Ascorbic acid in large doses has been reported to increase the excretion of benzoquinone acetic acid, but homogentisic acid excretion was not increased. Clearly adequate treatment of the arthritic manifestations should be undertaken early. La Du has suggested that benzoquinone acetic acid, the suspected toxic metabolite derived from the oxidation of homogentisic acid, might inhibit lysine hydroxylase and this decreases the cross-linkage of collagen fibers in the connective tissues (12). This lysyl would yield cartilage more susceptible to trauma. A logical therapeutic objective might involve blocking the lysyl residues, possibly by reducing agents.

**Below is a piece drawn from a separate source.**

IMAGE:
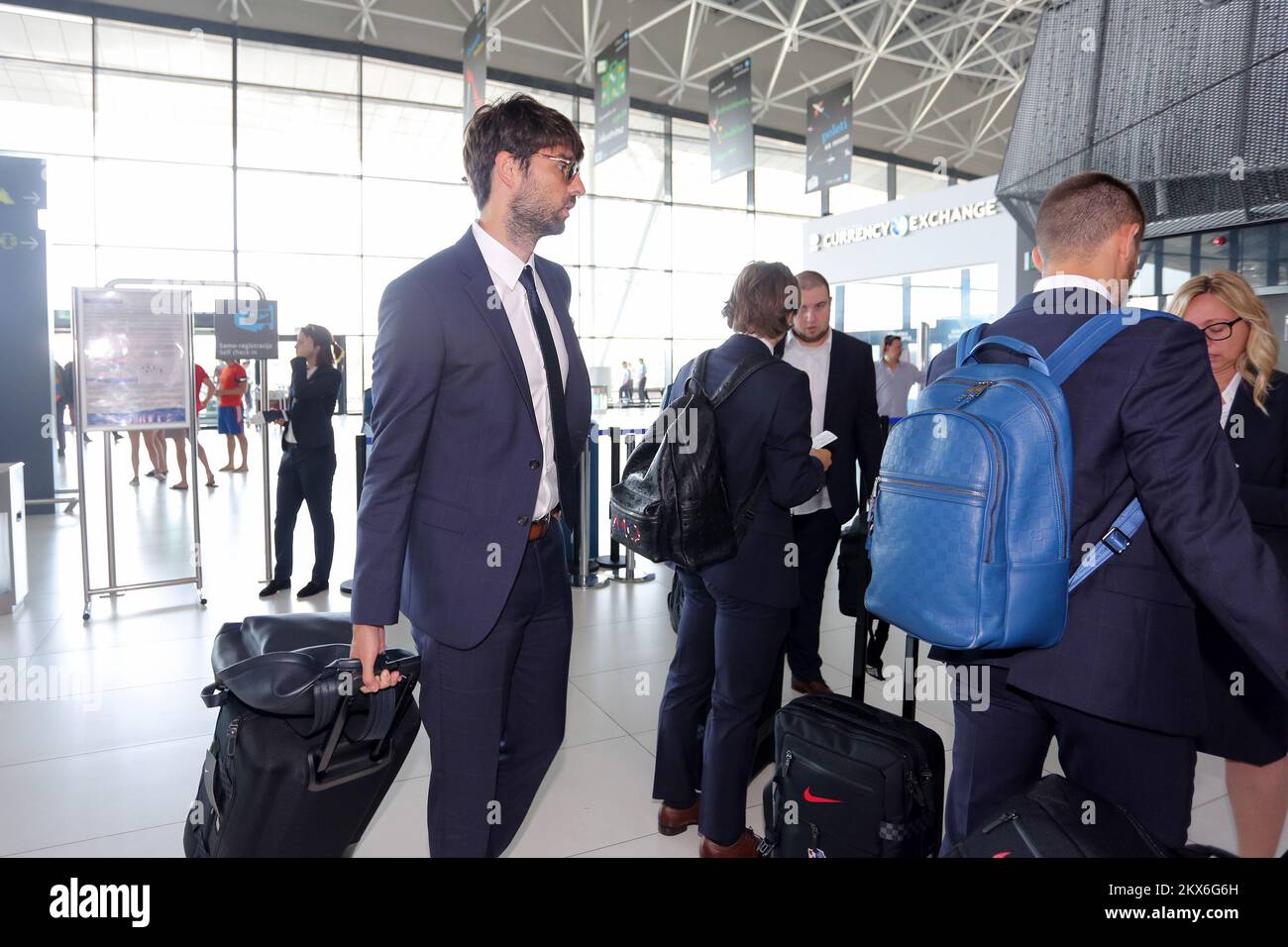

Irrespective of whether such an approach proves therapeutically useful, the more we know of the metabolic ramifications of the alkaptonuria mutation, the sooner will a rational approach to decreasing the homogentisic acid in the tissues of the body be undertaken. There is little doubt that Garrod, a modest man, would have been incredibly excited by these advances and would, I believe, be not a little embarrassed by the high pedestal on which our contemporaries have rightfully placed him.